20.「ご近所迷惑になる」

 やっと土曜日である。うちの学校ではなぜか始業式後の最初の土曜日は休みと決まっていて、今日明日と連休となる。やったー!
 朝ご飯はバターをのせてパンを焼いて、目玉焼きを作ってほうれん草と卵を炒めたのですませた。天気がいいので洗濯機を回している間に軽く掃除。
 ふー。
 こういう休日って本当に清々しいね!
 このアパートは数年前にウメが当時付き合ってた金持ちに買ってもらったもので、八十歳の平野トメ乃さんを管理人として雇って一階に住んでもらっている。樋口の家を出ることになったわたしがトメ乃さんに相談すると、彼女は快く空いている部屋に住むといいと言ってくれた。ちなみに間取りは1K。キッチンは普通の部屋くらいの広さあるし一人暮らしには十分な部屋だ。
『大丈夫、家賃ならウメさんからもらいますよ。円ちゃんは未成年ですからね。気にすることないですよ』
 そう言ったトメ乃さんをわたしがどんなに心強く思ったことか。
 ちなみにわたしはウメと直接連絡を取れる状況にはない。まぁトメ乃さんにとってウメは雇用主なんだから連絡は取れるんだろうけど、特に会いたいとも思わないし。そういうわけでかれこれ三年? くらいウメには会っていない。
 もちろんあの馬鹿女のことだからゴキブリのようにしぶとくどこかで生きているんだと思うけど。
 ともかくそんなわが家でとりあえずの家事を終えて一息ついたわたしは、カーペットの上のクッションに座ってホットミルクを飲みながらバイト情報誌を読むことにした。
 とりあえず部活には入ったけれどあのフザけた部活に毎日の活動があるとは思えないし、好きにバイトも入れていいだろう。
 うーん。本屋さんとかいいなぁ。飲食店系は駄目だ。

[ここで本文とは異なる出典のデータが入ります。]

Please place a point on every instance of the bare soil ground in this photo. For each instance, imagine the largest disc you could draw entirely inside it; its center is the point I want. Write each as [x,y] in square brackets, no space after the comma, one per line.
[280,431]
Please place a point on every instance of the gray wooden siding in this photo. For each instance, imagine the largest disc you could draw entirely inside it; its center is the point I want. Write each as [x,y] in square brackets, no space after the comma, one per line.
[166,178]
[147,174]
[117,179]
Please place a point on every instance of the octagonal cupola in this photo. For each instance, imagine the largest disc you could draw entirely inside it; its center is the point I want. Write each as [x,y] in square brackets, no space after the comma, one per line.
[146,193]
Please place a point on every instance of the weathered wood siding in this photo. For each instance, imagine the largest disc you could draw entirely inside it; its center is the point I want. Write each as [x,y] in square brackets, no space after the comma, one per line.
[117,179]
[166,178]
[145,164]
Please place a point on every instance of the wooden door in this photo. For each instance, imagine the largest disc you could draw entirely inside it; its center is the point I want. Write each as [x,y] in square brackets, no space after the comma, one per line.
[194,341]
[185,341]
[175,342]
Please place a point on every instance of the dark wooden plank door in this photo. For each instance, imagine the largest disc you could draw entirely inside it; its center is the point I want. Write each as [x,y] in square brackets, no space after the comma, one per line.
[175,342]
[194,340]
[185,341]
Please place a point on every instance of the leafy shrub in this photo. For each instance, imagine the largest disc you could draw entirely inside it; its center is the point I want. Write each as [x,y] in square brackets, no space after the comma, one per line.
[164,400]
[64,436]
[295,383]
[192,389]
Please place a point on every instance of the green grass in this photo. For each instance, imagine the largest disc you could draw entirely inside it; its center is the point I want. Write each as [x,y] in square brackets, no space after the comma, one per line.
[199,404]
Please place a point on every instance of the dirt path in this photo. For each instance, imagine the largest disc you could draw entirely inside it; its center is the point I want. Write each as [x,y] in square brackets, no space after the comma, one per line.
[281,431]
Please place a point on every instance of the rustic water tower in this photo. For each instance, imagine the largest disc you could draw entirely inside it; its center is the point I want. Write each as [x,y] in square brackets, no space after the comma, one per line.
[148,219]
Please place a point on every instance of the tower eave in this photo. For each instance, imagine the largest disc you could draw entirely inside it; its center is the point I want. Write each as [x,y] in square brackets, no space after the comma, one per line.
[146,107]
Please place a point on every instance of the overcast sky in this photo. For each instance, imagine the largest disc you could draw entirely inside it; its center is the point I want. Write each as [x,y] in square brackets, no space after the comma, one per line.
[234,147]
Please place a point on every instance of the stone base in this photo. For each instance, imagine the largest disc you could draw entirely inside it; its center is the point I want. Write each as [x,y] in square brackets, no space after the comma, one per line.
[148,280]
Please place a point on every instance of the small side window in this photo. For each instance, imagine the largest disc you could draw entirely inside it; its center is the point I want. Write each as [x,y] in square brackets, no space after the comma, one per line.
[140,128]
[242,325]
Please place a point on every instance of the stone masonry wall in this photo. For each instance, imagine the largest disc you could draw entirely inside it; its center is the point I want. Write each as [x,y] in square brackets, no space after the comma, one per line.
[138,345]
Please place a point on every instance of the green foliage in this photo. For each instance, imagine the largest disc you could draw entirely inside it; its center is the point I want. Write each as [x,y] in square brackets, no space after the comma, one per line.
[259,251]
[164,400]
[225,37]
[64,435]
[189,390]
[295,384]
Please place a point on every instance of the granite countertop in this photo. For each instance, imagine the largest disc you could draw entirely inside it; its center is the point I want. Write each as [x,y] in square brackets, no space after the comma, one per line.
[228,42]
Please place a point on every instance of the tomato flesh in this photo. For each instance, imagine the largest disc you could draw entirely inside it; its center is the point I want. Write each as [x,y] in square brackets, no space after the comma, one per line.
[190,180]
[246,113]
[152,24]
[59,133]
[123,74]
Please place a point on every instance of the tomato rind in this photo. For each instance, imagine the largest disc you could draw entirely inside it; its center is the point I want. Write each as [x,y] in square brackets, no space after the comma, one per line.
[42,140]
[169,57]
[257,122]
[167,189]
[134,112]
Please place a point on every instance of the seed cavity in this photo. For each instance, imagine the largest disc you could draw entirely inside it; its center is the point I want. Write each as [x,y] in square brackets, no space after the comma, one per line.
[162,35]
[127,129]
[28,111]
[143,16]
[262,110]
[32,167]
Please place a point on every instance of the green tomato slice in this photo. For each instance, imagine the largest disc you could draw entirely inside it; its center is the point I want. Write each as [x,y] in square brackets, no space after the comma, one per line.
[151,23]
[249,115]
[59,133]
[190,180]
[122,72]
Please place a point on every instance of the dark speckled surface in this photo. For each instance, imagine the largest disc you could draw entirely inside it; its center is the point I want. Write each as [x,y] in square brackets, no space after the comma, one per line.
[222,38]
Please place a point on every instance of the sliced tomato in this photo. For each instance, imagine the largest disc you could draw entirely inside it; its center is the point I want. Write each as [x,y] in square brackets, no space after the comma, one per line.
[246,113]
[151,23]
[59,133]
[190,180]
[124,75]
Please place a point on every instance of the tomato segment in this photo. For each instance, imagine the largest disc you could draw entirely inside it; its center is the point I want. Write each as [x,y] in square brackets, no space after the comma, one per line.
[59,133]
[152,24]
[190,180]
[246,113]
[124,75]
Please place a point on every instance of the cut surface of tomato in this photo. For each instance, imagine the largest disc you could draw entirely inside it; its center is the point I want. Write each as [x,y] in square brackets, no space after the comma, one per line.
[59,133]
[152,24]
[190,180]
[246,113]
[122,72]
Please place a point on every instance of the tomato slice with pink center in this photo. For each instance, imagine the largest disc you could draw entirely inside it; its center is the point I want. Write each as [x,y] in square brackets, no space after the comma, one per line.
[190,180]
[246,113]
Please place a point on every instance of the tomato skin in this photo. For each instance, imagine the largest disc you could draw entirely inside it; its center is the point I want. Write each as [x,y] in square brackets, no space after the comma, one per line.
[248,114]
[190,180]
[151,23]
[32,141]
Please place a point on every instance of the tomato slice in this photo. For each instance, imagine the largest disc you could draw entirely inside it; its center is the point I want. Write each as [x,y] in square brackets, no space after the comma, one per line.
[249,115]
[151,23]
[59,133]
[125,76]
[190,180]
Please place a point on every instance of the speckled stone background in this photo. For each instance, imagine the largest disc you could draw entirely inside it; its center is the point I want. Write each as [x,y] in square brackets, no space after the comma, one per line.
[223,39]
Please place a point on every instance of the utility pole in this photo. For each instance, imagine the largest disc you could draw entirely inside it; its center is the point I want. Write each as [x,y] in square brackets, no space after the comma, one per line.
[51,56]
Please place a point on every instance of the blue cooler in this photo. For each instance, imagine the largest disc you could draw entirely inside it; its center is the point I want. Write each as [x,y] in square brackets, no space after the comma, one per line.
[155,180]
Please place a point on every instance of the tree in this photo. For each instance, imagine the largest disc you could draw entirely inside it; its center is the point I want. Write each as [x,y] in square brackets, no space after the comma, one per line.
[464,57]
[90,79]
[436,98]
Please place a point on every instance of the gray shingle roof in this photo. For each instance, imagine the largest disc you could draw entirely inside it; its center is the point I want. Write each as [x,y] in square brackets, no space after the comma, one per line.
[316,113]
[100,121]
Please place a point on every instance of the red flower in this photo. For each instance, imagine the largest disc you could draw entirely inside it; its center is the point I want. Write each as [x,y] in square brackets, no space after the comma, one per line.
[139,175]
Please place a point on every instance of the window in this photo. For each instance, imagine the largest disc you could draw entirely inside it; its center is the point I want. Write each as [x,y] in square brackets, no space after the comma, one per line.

人の口に入るものに関わるなんて怖いし。
 あーでもないこーでもないと唸っているうちに洗濯機が止まったので洗濯物を干す。そうしながら、今日の昼はなんの鶏肉料理にしようかなぁ、と思案する。なにせ今うちには大量の鶏肉が冷凍されていらっしゃるのだ!
 親子丼とかいいかも。卵あったよね。そんなことを考えながら洗濯物を干していると、下の方から人が喧嘩するような声が聞こえた。
「私達がここに立っていて何かあなたにご迷惑をおかけしましたか?」
「いや、ですからね、あなたのような人が往来で立っていると住民が怯えるんですよ」
「ではその住民とやらを全員ここへ呼んでいただけますか? 私達が無害だということを教えてさしあげますから」
 なんだなんだと思って上から覗き込んでみると、どうやらこのアパートの前でモメているのは三人の男のようである。
 あの小太りの背中は……一階に住む自称作家の内田さんじゃないだろうか。あー。あの人締め切りが近くなると相手構わず当たり散らすんだよね。右手に近くの弁当屋のビニール袋を下げているところを見るとお昼でも買ってきたのかな?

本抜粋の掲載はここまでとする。